O GLOBO - Informática Etc. - Carlos Alberto Teixeira
Artigo: 283 - Escrito em: 1997-01-21 - Publicado em: 1997-01-27


A segunda onda


A leitora decerto já havia notado, mas agora eu confesso: sou um retardado. Porém nem me incomodo e até me orgulho dessa condição. Ficar sempre na crista da onda em coisas de informática, você sabe muito bem: é caro, muito caro. É por esse motivo que alguns usuários adotaram o hábito de estar sempre um pouquinho atrasados em relação à onda. Suas máquinas são sempre mais lentas, seus discos são menores, possuem menos memória e rodam sempre versões antigas de software. É verdade que o status fica prejudicado, mas o bolso fica bem contentinho e a vida micreira transcorre sem sobressaltos. Na hora da livraria é outro chuá. Nada de manuais nem livros sobre o que está sendo lançado já. Vamos aos livros obsoletos, aqueles que ficam na prateleira dos saldos. Fico rindo à toa com os preços que encontro. De vez em quando, naturalmente, bate uma invejinha dos atualizados, mas é coisa passageira. É só lembrar de quanta coisa boa a gente fazia nos tempos do XT com clock de 4,77 MHz e 10 megas de winchester.

Os amigos falam de seus novos brinquedos, versões tinindo de novas, e às vezes dá até vontade de entrar na dança de novo. Mas depois você ouve falar nas dificuldades, decepções, bugs, incompatibilidades e todo tipo de encrenca. A vantagem de quem navega na segunda onda é que só vai pegando condições estabilizadas, só o que já foi testado, verificado e aprovado. Aconteceu comigo isso mesmo, com relação aos meios de armazenamento de massa, mais especificamente o Zip Drive da Iomega. Quando me falaram num tal disquetinho que engolia 100 megas e cujo drive se pendurava na porta paralela, eu quase não acreditei. Imaginei toda minha coleção de disquetes antigos cabendo em um ou dois desses discos mágicos. Backups completos com a maior facilidade. Softwares inteiros instalados em discos removíveis. E mais a possibilidade de andar com o drive numa sacolinha e poder plugá-lo na paralela de um amigo em 1 minuto. Era um sonho. Atualmente um zip-disk já engole 1 Gigabyte, mas continuo com o meu drive de 100 meguinhas mesmo. Dá e sobra, pelo menos por enquanto.

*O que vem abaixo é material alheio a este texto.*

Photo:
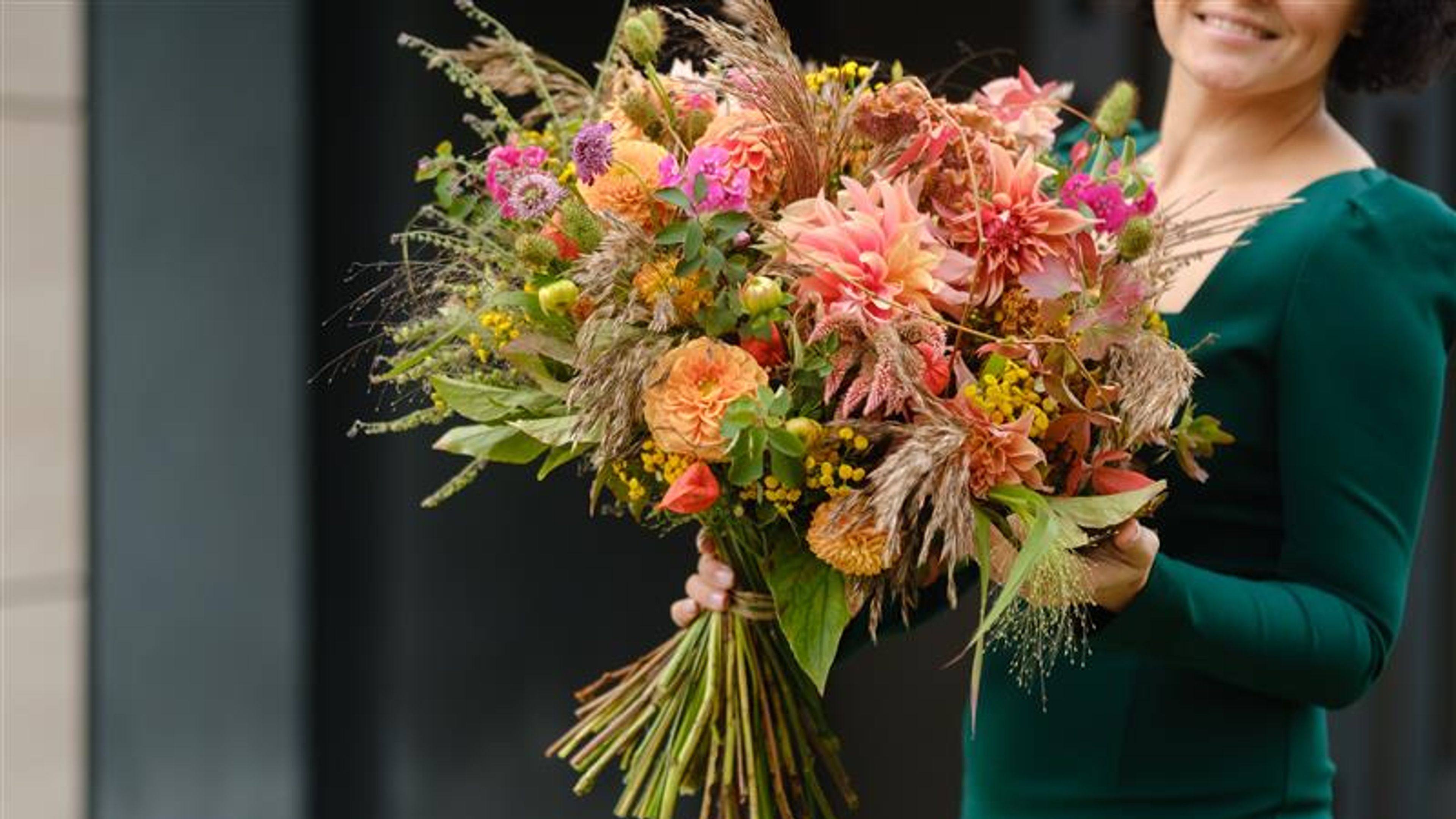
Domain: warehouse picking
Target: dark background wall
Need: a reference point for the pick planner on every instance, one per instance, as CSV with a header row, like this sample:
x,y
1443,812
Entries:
x,y
344,655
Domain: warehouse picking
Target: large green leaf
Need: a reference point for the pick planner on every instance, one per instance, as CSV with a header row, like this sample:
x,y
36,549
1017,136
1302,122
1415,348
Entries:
x,y
554,432
1042,537
1106,511
500,444
809,596
488,403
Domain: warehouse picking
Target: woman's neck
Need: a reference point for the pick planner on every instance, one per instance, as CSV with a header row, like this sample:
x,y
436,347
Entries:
x,y
1205,132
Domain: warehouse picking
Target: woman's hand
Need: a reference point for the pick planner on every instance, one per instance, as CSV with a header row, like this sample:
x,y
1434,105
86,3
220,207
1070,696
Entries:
x,y
707,589
1117,570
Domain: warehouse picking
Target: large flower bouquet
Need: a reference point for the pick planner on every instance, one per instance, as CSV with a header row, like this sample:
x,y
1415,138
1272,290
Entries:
x,y
861,333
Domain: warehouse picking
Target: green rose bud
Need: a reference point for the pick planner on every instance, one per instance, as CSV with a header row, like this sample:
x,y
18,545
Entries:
x,y
580,225
1116,113
643,37
537,250
761,295
1136,238
640,110
558,297
807,430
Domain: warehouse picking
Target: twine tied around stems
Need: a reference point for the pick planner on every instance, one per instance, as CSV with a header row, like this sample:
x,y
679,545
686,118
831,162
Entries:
x,y
753,605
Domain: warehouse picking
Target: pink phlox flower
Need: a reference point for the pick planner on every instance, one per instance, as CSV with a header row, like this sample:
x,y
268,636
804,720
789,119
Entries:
x,y
727,188
504,167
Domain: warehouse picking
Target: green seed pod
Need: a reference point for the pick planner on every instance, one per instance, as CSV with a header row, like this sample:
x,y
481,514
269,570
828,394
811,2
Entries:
x,y
807,430
761,295
1136,238
580,225
1116,113
558,297
643,37
695,126
640,110
537,250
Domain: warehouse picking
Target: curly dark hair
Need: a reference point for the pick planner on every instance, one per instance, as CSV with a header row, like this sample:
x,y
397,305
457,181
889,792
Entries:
x,y
1403,46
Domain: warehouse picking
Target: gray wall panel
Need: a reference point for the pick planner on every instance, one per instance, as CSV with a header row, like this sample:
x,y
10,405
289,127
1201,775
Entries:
x,y
197,410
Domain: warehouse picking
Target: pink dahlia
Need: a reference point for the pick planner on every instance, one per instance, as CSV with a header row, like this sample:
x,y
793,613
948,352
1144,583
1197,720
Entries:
x,y
1027,110
874,251
999,454
1017,228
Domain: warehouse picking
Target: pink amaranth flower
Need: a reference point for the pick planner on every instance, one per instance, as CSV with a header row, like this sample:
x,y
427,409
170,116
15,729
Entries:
x,y
504,165
727,187
1027,110
533,196
1018,229
1107,202
873,251
592,152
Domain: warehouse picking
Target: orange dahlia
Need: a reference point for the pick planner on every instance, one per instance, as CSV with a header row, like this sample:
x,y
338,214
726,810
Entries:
x,y
1017,228
627,187
854,549
691,388
755,145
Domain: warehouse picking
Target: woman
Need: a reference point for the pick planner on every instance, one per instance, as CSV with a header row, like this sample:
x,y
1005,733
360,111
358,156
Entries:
x,y
1280,591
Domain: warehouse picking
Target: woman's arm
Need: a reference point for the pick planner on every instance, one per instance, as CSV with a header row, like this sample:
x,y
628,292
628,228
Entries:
x,y
1360,372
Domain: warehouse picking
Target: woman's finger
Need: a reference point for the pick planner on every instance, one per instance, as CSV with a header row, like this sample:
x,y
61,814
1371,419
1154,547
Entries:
x,y
714,572
705,595
683,613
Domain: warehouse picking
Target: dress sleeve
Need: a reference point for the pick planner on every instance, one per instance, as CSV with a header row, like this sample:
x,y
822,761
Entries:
x,y
1359,377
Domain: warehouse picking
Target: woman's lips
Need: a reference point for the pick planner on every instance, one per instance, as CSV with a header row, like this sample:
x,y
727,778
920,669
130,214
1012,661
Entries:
x,y
1232,30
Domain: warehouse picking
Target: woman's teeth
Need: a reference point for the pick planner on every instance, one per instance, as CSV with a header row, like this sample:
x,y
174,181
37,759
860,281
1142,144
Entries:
x,y
1225,24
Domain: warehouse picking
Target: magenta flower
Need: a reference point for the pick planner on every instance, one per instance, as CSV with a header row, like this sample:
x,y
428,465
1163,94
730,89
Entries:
x,y
592,152
727,187
1107,202
507,164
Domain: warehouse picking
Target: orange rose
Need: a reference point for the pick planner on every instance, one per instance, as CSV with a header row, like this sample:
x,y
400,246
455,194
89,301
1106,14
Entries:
x,y
691,388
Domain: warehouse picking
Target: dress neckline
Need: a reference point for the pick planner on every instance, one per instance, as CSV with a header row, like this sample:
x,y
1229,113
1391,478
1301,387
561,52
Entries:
x,y
1298,197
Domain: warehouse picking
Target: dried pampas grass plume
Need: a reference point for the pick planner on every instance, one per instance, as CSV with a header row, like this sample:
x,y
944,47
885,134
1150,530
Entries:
x,y
1155,380
762,72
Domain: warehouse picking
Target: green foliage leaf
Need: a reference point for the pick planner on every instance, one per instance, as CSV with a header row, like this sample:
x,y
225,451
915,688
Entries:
x,y
728,225
488,404
1104,511
554,432
693,240
675,197
673,234
788,470
500,444
557,458
809,596
785,442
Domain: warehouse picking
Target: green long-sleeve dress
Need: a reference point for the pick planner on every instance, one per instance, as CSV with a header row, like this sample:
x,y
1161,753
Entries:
x,y
1280,585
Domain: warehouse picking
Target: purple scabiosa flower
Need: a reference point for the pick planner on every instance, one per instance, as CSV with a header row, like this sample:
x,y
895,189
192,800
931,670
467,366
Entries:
x,y
592,152
533,196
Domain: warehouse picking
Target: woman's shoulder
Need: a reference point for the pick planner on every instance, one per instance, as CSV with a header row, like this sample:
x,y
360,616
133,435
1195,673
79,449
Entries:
x,y
1378,242
1372,210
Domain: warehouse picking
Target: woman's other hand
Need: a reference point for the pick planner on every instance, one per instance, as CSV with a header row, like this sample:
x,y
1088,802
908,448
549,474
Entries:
x,y
1117,570
710,588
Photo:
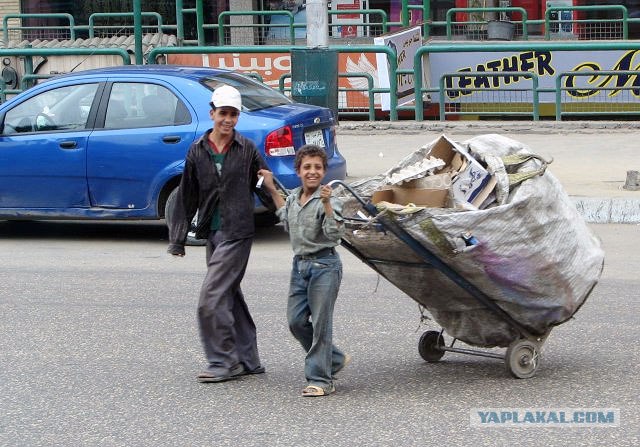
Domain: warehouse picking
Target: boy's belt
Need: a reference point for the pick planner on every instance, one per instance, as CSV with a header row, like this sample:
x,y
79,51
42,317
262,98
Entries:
x,y
330,251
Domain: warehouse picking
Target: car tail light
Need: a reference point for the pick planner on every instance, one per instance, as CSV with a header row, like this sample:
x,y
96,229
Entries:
x,y
280,143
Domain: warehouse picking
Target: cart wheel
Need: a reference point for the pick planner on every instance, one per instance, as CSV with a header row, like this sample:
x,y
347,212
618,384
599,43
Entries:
x,y
522,359
429,346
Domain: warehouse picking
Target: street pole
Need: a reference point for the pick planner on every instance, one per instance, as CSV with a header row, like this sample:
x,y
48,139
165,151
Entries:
x,y
137,27
317,24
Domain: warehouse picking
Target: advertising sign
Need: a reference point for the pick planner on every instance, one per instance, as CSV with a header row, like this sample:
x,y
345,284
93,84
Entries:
x,y
547,65
347,23
406,43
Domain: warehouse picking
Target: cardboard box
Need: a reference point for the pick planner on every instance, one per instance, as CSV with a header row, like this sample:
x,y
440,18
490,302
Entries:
x,y
431,198
470,178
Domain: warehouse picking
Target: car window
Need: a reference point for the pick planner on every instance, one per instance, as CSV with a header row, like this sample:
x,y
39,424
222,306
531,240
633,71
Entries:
x,y
255,95
137,104
64,108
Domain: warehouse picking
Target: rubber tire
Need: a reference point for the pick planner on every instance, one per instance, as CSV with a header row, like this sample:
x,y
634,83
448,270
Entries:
x,y
522,359
168,212
428,346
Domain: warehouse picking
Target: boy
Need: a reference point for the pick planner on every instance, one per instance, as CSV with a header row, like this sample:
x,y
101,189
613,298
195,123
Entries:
x,y
312,219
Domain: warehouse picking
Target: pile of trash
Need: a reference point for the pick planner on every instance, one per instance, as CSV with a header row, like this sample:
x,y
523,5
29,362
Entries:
x,y
489,209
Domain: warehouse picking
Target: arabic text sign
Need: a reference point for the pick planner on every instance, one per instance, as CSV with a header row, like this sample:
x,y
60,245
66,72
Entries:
x,y
406,44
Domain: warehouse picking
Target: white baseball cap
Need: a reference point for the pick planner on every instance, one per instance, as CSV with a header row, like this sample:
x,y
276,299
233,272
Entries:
x,y
227,96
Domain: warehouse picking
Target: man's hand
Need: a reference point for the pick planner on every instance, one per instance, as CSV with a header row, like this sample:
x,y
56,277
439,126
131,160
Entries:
x,y
268,179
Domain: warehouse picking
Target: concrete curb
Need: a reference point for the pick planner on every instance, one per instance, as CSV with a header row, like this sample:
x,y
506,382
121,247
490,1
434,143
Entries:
x,y
473,127
599,210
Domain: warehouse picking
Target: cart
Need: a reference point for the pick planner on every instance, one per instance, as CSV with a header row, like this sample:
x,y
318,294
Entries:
x,y
523,353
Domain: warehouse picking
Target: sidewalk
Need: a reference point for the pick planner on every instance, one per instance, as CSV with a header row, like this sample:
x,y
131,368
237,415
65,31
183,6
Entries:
x,y
590,158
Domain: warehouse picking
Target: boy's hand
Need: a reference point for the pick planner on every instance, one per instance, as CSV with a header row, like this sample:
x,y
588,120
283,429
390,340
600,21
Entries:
x,y
325,193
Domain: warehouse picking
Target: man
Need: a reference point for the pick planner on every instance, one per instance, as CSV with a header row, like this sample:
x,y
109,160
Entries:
x,y
218,182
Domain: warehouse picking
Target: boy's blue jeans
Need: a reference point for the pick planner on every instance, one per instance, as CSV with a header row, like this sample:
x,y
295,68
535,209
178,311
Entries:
x,y
313,290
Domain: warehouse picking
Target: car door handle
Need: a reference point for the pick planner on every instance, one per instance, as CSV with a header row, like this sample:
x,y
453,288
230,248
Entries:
x,y
171,139
68,144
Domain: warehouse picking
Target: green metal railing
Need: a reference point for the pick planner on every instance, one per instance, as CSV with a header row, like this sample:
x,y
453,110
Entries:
x,y
103,15
381,12
558,9
68,17
223,15
392,60
503,47
502,10
535,102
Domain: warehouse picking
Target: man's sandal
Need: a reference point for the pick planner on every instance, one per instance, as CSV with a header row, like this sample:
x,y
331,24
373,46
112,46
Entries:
x,y
316,391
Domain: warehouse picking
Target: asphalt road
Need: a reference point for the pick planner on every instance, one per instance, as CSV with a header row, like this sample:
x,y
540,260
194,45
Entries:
x,y
100,348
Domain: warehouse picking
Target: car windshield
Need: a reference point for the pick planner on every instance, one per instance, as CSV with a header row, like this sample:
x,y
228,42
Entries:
x,y
255,95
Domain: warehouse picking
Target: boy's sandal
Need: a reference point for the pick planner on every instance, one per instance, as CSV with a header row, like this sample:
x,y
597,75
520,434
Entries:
x,y
315,391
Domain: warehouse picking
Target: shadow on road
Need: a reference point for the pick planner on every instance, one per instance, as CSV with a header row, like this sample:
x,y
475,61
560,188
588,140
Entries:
x,y
104,230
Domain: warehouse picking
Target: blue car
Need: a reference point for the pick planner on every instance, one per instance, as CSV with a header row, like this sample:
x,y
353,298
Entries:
x,y
110,143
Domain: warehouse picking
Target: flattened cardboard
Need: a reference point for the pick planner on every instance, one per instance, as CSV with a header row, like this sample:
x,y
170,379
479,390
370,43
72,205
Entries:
x,y
430,198
470,177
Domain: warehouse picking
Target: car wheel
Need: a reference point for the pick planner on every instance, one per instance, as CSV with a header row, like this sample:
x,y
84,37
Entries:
x,y
168,213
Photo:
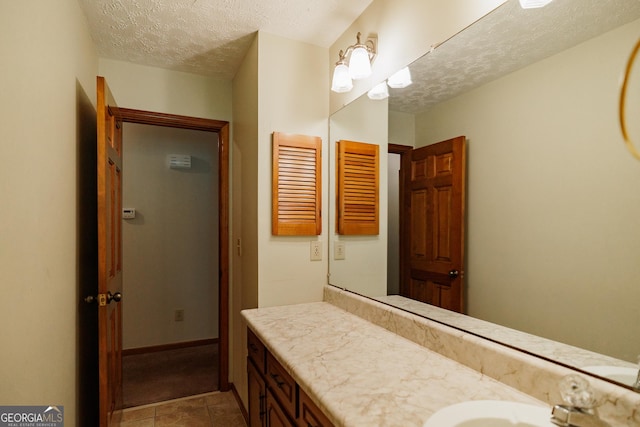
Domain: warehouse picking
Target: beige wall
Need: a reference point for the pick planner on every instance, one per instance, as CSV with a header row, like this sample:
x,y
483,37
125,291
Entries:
x,y
293,97
552,197
171,247
405,30
48,68
365,265
167,91
282,86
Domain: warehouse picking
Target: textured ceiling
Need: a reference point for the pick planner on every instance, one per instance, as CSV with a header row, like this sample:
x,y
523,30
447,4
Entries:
x,y
505,40
209,37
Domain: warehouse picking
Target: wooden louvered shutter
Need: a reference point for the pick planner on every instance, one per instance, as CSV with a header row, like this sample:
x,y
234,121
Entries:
x,y
357,188
296,185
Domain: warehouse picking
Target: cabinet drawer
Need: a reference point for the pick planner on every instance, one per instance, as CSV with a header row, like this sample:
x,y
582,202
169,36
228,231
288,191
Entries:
x,y
256,350
283,386
310,414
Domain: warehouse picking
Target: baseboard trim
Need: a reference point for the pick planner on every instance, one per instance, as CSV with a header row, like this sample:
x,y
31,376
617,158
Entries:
x,y
172,346
245,414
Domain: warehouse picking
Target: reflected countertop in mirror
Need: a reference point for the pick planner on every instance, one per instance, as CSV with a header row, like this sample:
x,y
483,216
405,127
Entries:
x,y
552,237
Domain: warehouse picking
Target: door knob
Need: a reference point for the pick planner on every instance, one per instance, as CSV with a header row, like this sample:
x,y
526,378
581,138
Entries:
x,y
104,299
117,297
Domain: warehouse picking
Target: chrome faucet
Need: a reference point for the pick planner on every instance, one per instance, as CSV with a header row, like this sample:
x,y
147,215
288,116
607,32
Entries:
x,y
579,408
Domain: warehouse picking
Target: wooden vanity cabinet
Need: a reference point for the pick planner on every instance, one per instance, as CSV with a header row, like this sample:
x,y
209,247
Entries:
x,y
275,399
309,414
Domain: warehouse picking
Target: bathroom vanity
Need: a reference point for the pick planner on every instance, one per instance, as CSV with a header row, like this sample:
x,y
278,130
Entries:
x,y
351,361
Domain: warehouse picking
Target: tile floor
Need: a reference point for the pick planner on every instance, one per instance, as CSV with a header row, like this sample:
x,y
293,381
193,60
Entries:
x,y
204,410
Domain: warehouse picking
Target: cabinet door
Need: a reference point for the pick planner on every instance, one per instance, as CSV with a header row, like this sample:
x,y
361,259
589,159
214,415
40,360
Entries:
x,y
310,414
257,396
275,415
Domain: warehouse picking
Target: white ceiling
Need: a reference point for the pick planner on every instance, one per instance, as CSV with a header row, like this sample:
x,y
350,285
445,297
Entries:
x,y
505,40
209,37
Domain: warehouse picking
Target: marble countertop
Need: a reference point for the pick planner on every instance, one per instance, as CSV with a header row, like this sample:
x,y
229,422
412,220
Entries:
x,y
361,374
553,350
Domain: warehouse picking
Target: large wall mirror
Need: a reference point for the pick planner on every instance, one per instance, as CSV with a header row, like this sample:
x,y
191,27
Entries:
x,y
552,244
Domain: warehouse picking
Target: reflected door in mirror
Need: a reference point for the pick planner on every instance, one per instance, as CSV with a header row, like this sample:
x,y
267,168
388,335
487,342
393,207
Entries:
x,y
435,197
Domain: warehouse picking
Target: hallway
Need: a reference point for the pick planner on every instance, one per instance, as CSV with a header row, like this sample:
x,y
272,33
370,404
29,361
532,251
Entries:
x,y
205,410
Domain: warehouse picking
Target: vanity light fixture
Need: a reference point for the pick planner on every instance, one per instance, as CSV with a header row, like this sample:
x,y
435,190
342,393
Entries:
x,y
354,63
400,79
532,4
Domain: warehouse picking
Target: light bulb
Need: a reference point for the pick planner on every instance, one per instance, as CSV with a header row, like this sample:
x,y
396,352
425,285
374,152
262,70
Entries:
x,y
359,64
341,80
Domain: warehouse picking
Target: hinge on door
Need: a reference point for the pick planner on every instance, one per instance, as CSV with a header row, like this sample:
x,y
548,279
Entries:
x,y
102,300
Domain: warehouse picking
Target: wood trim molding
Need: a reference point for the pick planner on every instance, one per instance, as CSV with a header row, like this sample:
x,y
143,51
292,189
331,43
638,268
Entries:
x,y
170,120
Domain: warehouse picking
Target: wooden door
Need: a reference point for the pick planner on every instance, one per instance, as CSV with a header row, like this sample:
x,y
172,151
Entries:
x,y
109,178
275,414
257,396
434,199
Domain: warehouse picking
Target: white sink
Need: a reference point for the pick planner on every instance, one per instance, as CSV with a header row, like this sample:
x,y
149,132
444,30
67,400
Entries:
x,y
493,413
621,374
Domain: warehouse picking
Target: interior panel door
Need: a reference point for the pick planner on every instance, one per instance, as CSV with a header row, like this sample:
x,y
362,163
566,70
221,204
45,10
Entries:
x,y
109,178
435,201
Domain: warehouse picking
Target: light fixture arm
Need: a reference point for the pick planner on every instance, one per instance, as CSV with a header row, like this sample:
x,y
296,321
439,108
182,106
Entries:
x,y
370,45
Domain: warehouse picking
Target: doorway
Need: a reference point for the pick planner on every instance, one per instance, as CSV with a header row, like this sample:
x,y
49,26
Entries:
x,y
215,133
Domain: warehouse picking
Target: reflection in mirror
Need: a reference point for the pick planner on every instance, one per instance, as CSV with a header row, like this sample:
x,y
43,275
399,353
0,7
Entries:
x,y
552,233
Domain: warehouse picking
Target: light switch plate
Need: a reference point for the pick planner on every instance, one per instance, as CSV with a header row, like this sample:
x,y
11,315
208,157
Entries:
x,y
339,250
316,251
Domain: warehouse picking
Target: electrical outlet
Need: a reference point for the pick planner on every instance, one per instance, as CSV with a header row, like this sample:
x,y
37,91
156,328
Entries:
x,y
339,250
316,251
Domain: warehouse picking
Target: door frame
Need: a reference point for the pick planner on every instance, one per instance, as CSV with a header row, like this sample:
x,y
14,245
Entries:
x,y
405,163
221,128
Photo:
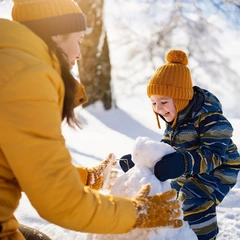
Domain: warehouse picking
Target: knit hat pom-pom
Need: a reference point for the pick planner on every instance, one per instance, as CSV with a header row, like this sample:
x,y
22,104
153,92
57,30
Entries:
x,y
177,56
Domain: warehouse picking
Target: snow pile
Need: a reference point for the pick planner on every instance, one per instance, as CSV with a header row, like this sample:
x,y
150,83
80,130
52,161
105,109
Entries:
x,y
145,154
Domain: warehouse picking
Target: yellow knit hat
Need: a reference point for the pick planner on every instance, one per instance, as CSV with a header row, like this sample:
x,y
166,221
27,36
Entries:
x,y
173,80
52,16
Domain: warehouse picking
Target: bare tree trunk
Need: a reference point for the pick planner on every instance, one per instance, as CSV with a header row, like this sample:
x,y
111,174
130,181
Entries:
x,y
95,67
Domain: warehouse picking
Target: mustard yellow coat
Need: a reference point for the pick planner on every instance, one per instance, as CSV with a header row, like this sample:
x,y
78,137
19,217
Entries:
x,y
33,156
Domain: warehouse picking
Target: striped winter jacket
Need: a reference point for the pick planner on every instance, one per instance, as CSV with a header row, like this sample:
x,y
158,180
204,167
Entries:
x,y
204,134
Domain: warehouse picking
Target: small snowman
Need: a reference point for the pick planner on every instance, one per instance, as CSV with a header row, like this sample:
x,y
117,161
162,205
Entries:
x,y
145,154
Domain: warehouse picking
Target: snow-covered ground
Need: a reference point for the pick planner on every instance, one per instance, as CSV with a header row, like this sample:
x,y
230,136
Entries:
x,y
116,131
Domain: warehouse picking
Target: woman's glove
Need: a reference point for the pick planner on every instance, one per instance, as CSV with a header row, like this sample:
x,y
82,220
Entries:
x,y
158,210
171,166
101,174
126,162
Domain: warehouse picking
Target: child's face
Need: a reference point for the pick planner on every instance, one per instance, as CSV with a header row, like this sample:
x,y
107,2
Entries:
x,y
164,106
70,45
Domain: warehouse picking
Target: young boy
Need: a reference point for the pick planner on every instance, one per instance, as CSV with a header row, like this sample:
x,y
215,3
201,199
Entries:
x,y
206,163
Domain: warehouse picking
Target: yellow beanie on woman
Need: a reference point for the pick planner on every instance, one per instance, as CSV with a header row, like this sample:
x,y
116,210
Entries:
x,y
54,17
173,80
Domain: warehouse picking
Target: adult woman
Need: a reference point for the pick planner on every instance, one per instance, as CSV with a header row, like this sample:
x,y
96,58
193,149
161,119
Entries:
x,y
37,92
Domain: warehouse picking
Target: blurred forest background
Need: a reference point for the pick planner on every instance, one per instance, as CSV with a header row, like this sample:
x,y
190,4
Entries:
x,y
145,31
127,40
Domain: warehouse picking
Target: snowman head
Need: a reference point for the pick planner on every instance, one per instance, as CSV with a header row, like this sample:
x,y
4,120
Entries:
x,y
147,152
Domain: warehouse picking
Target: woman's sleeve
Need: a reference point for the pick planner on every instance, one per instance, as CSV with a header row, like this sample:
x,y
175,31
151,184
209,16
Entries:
x,y
32,143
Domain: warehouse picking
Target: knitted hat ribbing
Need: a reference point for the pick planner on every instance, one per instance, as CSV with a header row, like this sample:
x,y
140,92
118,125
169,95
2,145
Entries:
x,y
52,16
173,80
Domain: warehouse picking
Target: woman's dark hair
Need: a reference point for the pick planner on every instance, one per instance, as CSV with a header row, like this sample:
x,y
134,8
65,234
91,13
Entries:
x,y
68,80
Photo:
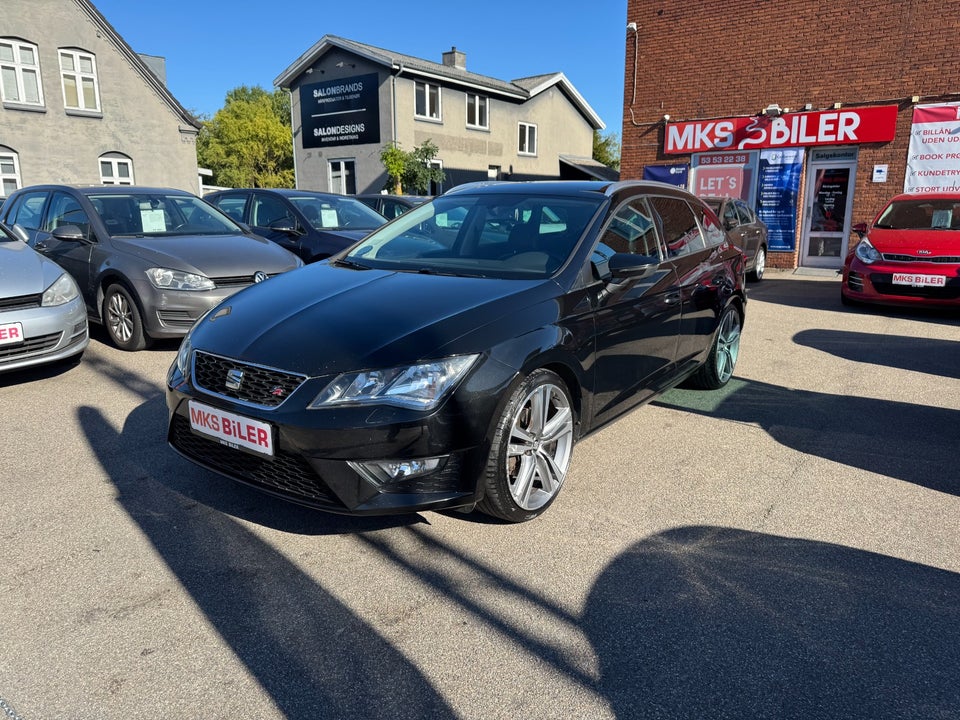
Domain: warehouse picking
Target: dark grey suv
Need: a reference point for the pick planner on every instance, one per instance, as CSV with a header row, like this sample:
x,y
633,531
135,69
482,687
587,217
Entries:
x,y
149,261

Depois que me enturmei com o pessoal que já era craque nas zip-disquices da vida, logo dei de cara com as fabulosas repercussões dessa tendência. Lembra a leitora dos tempos em que, para copiar um software na casa dum amigo bastava levar uma ou duas caixinhas de disquetes de 1.44 Mb? Tempo bom aquele. Depois que começaram a agigantar os programas, lançando-os em CD-ROM, a mania do intercâmbio indiscriminado ficou bem prejudicada.

Mas só por pouco tempo. A turma não fica quieta e parece que a sorte está com eles. Despencam os preços dos gravadores de CD-ROM e os zip-disks estão aí à vontade no mercado. Verdadeiras fraternidades de piratas de software, geralmente localizadas na Rússia, Bulgária e adjacências, especializaram-se em distribuir software comercial, devidamente crackeado e operante, em CD-ROM's e preço de banana. Junte-se a isso a poderosa Internet, com seus sites de FTP e FSP piratas, diretórios-fantasma, newsgroups de binários na Usenet e as vigorosas trocas de arquivos via DCC nos canais de IRC e temos uma rede mundial de tráfico de programas. Segundo os conhecedores do ramo, é possível comprar CD-ROM's piratas aqui no Brasil por menos de US$ 50, contendo tudo que você imaginar em termos de software. Nas rodas dos apreciadores de logiciários comerciais, quando alguém põe as mãos numa dessas novidades, logo chovem zip-disks de todo lado para abrigar as volumosas peças recém-chegadas. O pessoal marca um churrasco e cada um chega com 3 ou 4 Gigabytes de espaço livre no bolso. Ao final do repasto, discos cheios, é hora de ir para o micro descamar e limpar os peixes.

Tommy, um micreiro alemão de Hannover veio visitar amigos aqui no Rio e ficou boquiaberto com a facilidade de se obter títulos comerciais piratas. Basta abrir qualquer classificado, ligar, escolher, fazer o pedido e receber em casa no dia seguinte programas que custariam dezenas de milhares de dólares numa loja oficial. Segundo o gringo, é impossível uma moleza dessas lá em cima. Só muito na encolha, pagando alto, correndo sério risco de ir preso e possuindo contatos muito muito especiais. Ficou tão abalado com o que aqui encontrou, que chegou a pensar em se mudar para cá. E olha que ainda nem levaram o cara para almoçar numa churrascaria e ver show de mulata.